Split es otra bonita ciudad de estilo medieval, y la segunda más grande de Croacia después de la capital, Zagreb. 

Nada más llegar, nos dirigimos como siempre a buscar el apartamento y acomodarnos, sobre todo para poder quitarnos las mochilas de espalda, que se llegan a hacer cansinas. Además el viaje en bus había sido el primero de todos los tortuosos que sufrimos después. Al tiempo que te decían que tardaba tenías que sumarle mínimo una hora más, muy poca seriedad en ese sentido.

Antes de llegar fuimos a sacar dinero porque no teníamos más que unos 3 o 4 euros en efectivo, y el apartamento, como de costumbre, había que pagarlo en efectivo. He llegado a odiar mucho durante este viaje, de tanto oírla, la frase “only cash”. Pero mucho. Casi nada aquí se paga con tarjeta, lo cual es bastante incómodo para viajar. Nosotros nos vinimos de España con poco efectivo para tirar de tarjeta, pero una vez aquí nos dimos cuenta de que no podíamos funcionar bien así, de modo que hemos perdido bastante dinero en comisiones, pero bueno…

Uno de los momentos más tensos del viaje vino cuando tiramos a sacar y no había manera. Probamos con 10 cajeros diferentes y con las dos tarjetas, pero nada, imposible. Así que decidimos ir al apartamento, explicárselo al dueño y que nos dejara pagar después, que no puso ningún problema. Tuvimos que hacer varias llamadas a VISA y a nuestro banco, pero la verdad que no nos solucionaron nada. Al final, volvimos a probar en un cajero y pudimos sacar, yupiiiii! Menudo susto, más de una semana de vacaciones y sin un clavo. A todo esto mi tarjeta jodida y solo teníamos una operativa. Mala previsión, para variar.

Mientras estábamos con las gestiones de la tarjeta, el padre de la familia propietaria, que vivía justo abajo, nos trajo un brick de zumo y un pastel entero típico de aquí, el strudel. Es como una tarta de hojaldre rellena con una crema de queso parecida a la crema pastelera y mermelada. Super bueno. Además estaba recién hecho. Pensamos que era un regalo de bienvenida, pero la verdad que fue la tónica habitual, los otros días que estuvimos nos traía bocadillos y más pasteles y nos intentaba contar cosas, pero no nos entendíamos mucho porque el hombre no hablaba nada de inglés, pero la verdad que era super amable.

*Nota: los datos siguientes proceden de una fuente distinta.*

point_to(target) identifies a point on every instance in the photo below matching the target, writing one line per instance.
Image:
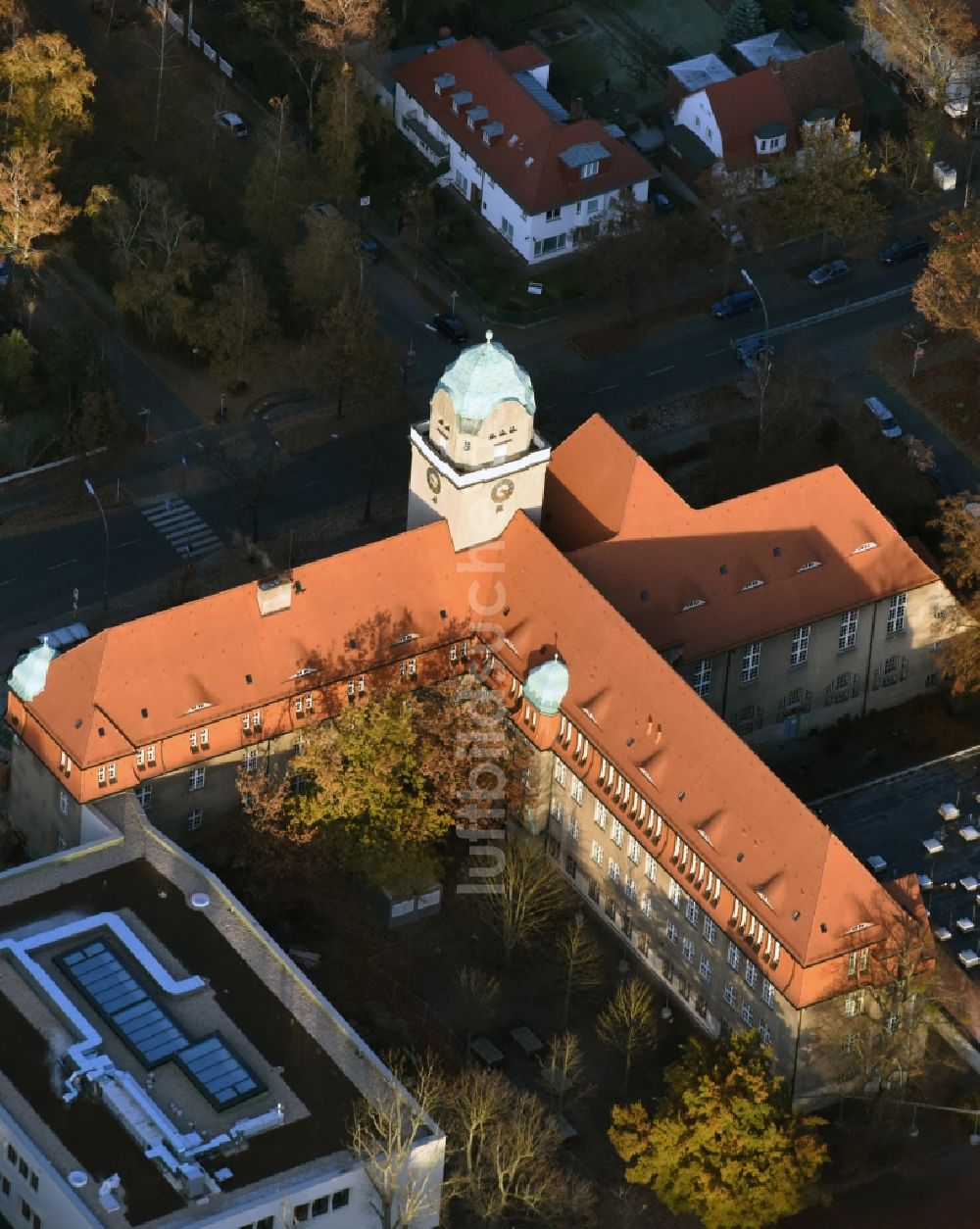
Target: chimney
(274, 595)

La tarde la dedicamos a perdernos por la ciudad y callejear, es lo mejor que puedes hacer en esta preciosa ciudad. Sus mayores atractivos en cuanto a monumentos son el Palacio Diocleciano y la Catedral (que es feúcha en mi opinión), pero lo que mola es pasear entre callejuelas y edificios de piedra.

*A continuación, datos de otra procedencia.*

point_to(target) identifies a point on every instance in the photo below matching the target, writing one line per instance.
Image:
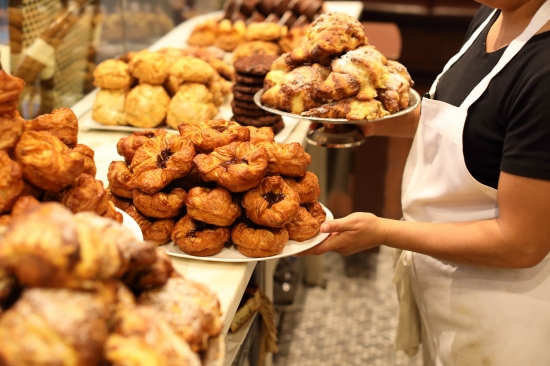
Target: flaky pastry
(273, 203)
(238, 166)
(210, 134)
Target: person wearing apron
(470, 260)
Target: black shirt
(508, 127)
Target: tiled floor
(350, 322)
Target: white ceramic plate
(231, 254)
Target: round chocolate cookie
(247, 89)
(242, 96)
(256, 121)
(257, 65)
(249, 80)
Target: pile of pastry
(80, 289)
(217, 182)
(41, 160)
(334, 73)
(147, 89)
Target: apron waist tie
(407, 338)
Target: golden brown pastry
(395, 95)
(127, 146)
(329, 35)
(11, 182)
(142, 338)
(286, 159)
(47, 162)
(86, 194)
(307, 223)
(10, 89)
(191, 104)
(61, 123)
(262, 134)
(210, 134)
(120, 179)
(238, 166)
(161, 205)
(148, 67)
(156, 231)
(11, 129)
(113, 75)
(161, 160)
(350, 109)
(255, 48)
(88, 153)
(357, 73)
(191, 309)
(146, 106)
(294, 91)
(57, 327)
(256, 241)
(212, 206)
(108, 107)
(198, 238)
(273, 203)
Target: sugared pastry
(88, 153)
(192, 103)
(11, 182)
(108, 107)
(238, 166)
(256, 241)
(120, 179)
(286, 159)
(86, 194)
(210, 134)
(307, 187)
(161, 205)
(127, 146)
(329, 35)
(307, 223)
(153, 230)
(148, 67)
(273, 203)
(146, 106)
(113, 75)
(212, 206)
(61, 123)
(47, 162)
(161, 160)
(198, 238)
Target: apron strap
(539, 20)
(463, 50)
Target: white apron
(468, 315)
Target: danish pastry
(238, 166)
(286, 159)
(198, 238)
(307, 187)
(273, 203)
(255, 241)
(161, 205)
(208, 135)
(212, 206)
(307, 223)
(161, 160)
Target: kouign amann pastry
(273, 203)
(198, 238)
(113, 75)
(108, 107)
(238, 166)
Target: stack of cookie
(249, 79)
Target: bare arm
(519, 238)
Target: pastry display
(335, 73)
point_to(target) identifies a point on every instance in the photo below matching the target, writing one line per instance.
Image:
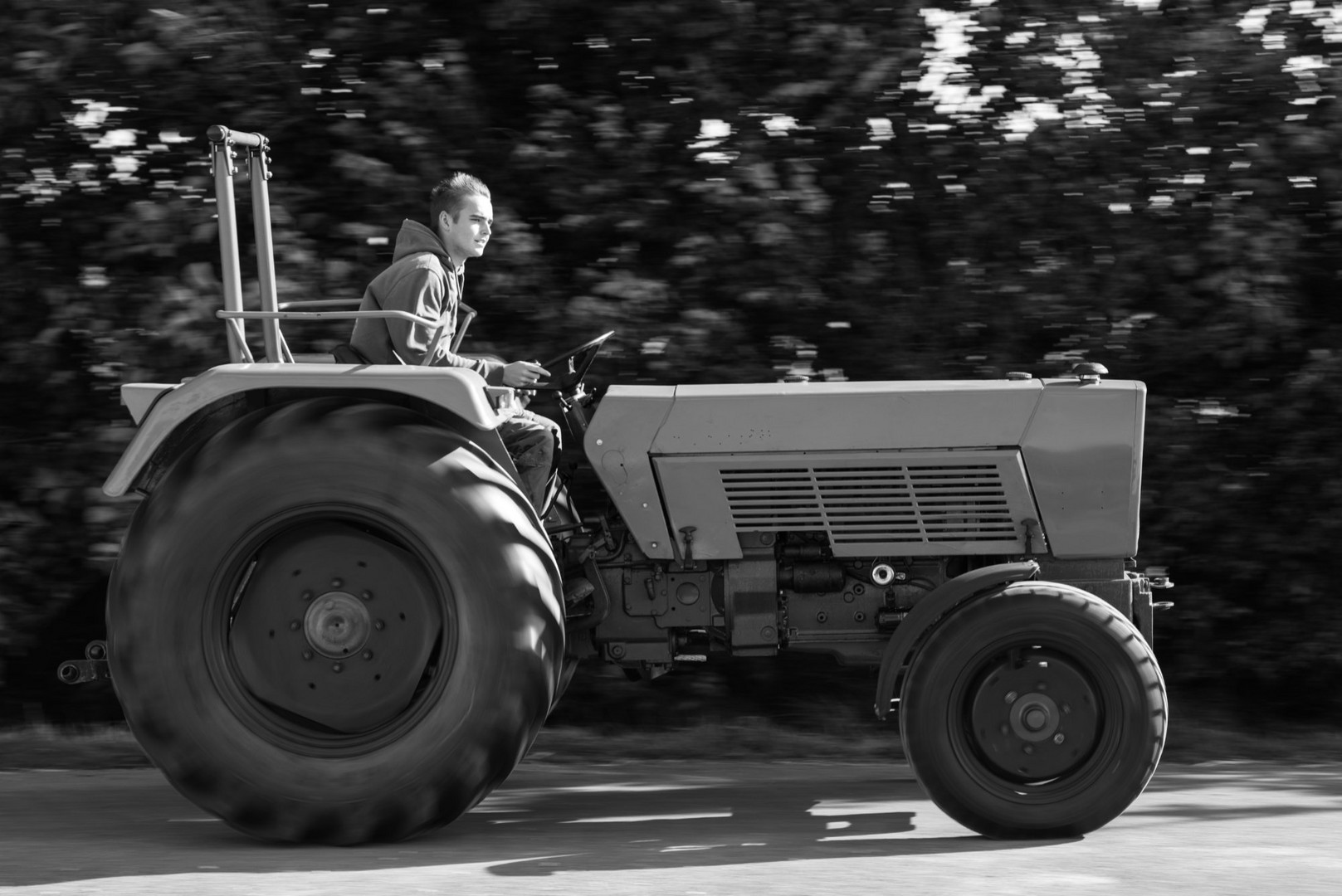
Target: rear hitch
(93, 667)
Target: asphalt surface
(694, 829)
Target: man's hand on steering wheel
(520, 374)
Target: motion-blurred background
(739, 189)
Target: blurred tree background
(739, 188)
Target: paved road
(693, 829)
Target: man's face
(466, 236)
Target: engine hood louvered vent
(941, 504)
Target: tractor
(337, 619)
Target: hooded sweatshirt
(423, 280)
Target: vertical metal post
(222, 158)
(265, 251)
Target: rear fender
(929, 611)
(175, 417)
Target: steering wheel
(568, 369)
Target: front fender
(932, 608)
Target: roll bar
(224, 145)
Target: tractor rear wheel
(336, 622)
(1037, 711)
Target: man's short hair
(450, 195)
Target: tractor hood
(893, 469)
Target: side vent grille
(886, 507)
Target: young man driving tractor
(426, 278)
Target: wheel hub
(336, 626)
(1035, 717)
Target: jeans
(532, 441)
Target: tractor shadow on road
(702, 821)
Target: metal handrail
(337, 315)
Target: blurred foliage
(739, 189)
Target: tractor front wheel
(336, 624)
(1037, 711)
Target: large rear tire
(1037, 711)
(336, 624)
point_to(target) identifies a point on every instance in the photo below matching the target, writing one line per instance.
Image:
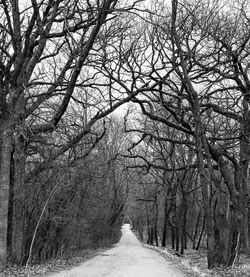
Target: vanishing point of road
(127, 259)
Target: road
(127, 259)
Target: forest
(113, 109)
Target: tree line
(68, 166)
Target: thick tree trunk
(196, 229)
(5, 175)
(165, 222)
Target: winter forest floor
(195, 262)
(53, 265)
(192, 263)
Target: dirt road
(127, 259)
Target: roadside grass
(194, 262)
(66, 261)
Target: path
(127, 259)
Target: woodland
(113, 109)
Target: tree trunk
(196, 229)
(201, 233)
(165, 221)
(5, 175)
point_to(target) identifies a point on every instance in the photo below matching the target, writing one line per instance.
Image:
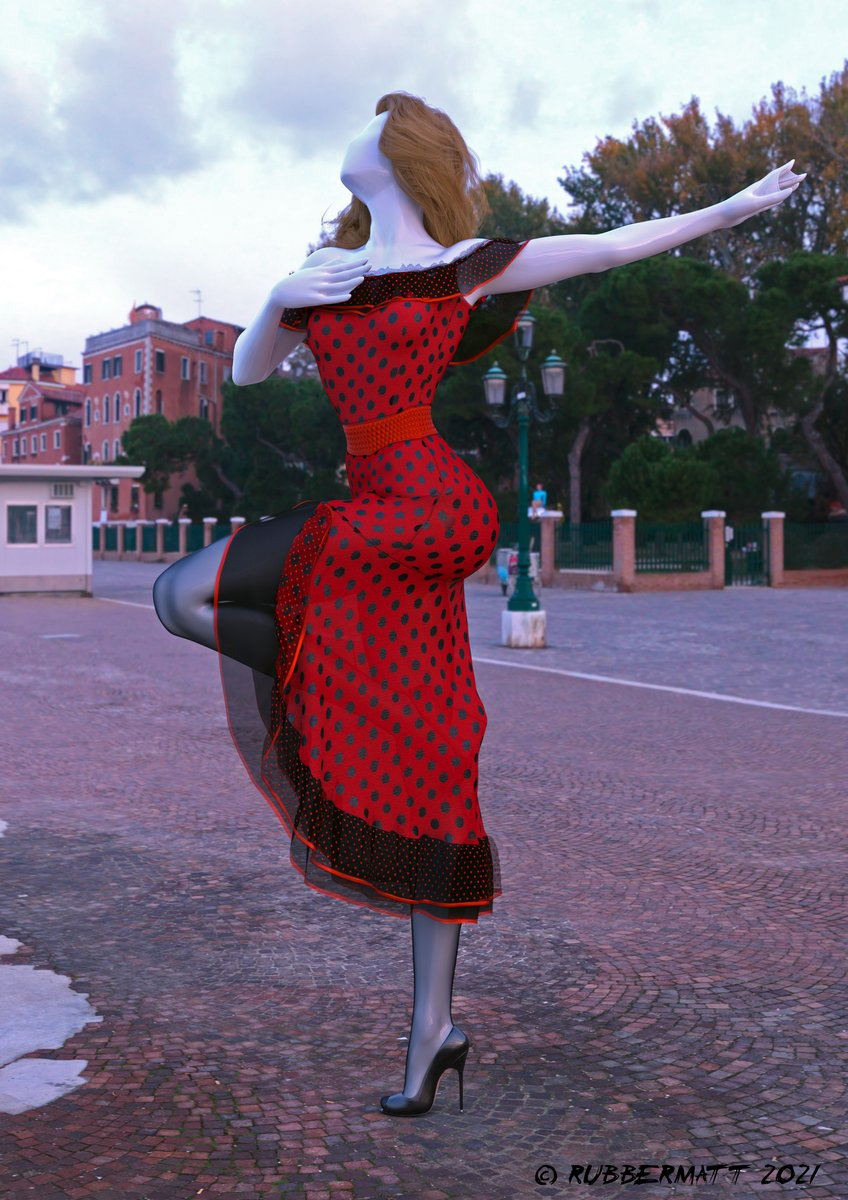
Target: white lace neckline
(429, 267)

También estuvimos paseando por todo el paseo marítimo y fuimos a buscar las playas. Super bonitas y de aguas cristalinas, sin monstruosos edificios alrededor, aguas calmadas, no masificadas… Una maravilla! Nos encantaron las playas de Split!


Desde Split se pueden hacer excursiones barco a islas cercanas, como Hvar (la denominada Ibiza croata) o Brač. Nosotros nos decantamos por esta última, ya que en uno de sus pueblos, Bol, cuenta con la playa del cuerno de oro. Se llama así porque es una formación de tierra que se mete en el agua y hace esa curiosa forma de cuerno.

Para llegar allí tenías que coger un barco que zarpaba desde el puerto, con varias salidas diarias (y con opción de coche) y navegar durante unos 50 minutos. Una vez allí había que coger otro transporte para llegar a la localidad de Bol. Nosotros elegimos bus por ser opción más barata, pero tardaba una hora, porque aunque está a veintipico km, la carretera discurre por la montaña y hay que ir despacito. Después, hay que andar otros 20′ para llegar a la playa, pero realmente merece mucho la pena. Es una de las playas más bonitas en las que he estado nunca. Aguas limpísimas y cristalinas, piedrecita blanca y todo rodeado de montañas. Yo creo que poco o nada tiene que envidiar a las playas del Caribe o de Asia, y he estado en algunas de ellas.

Al llegar de la isla compramos los billetes para Mudarse Mostar, en Bosnia y Herzegovina, que sería nuestro siguiente destino, y tras la ducha en el hotel fuimos a cenar a Fife, un local de comida croata, y también de pescado y carne, que al estar tan concurrido, a no ser que seas un grupo muy numeroso, te va a tocar compartir mesa con otros con desconocidos, pero está guay. Merece la pena si no eres muy celoso de tu intimidad.


Después de eso, apuramos las últimas cervezas por esta maravillosa ciudad que tanto nos gustó, y a dormir que al día siguiente tocaba cambio de país.